The negotiators found that there was relatively little will within their member countries to address several significant elements of cross-border investment policies such as taxation, for example. Every nation wanted to carve out a list of exceptions to protect domestic industries or domestic regulatory practices. As a result, the draft that emerged, rather than removing barriers to foreign investment, seemed to do little more than preserve the status quo.
The foundering of the MAI also demonstrated the new-found power that non-governmental organizations (NGOs) now wield in the era of globalization. More than 600 NGOs from around the world—from consumer rights groups such as Public Citizen, to environmental groups such as Friends of the Earth and the Sierra Club, to major American labor unions—joined the effort to derail the MAI negotiations. Among NGOs, the provisions of the MAI that dealt with expropriation, modeled on those that appeared in NAFTA’s Chapter 11, were the most controversial.

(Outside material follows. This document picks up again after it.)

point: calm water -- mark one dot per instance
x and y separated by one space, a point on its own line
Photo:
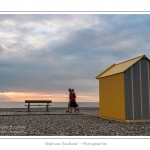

Critics believed that the MAI would restrict government ability to curb the participation of foreign corporations in critical areas, and any bans on specific investment procedures preexistent would not be able to function under the MAI. Additionally, foreign corporations might take precedent over domestic companies in terms of international investment. Some critics, such as Mark Vallianatos of Friends of the Earth, argue that accountability and appropriate responsibilities in exchange for rights should be arranged and made clear (Vallianatos, 1997).
The effective opposition of NGOs underscored the new reality that negotiations on agreements on international trade and investment will benefit from input from citizen groups, many of which are transnational themselves.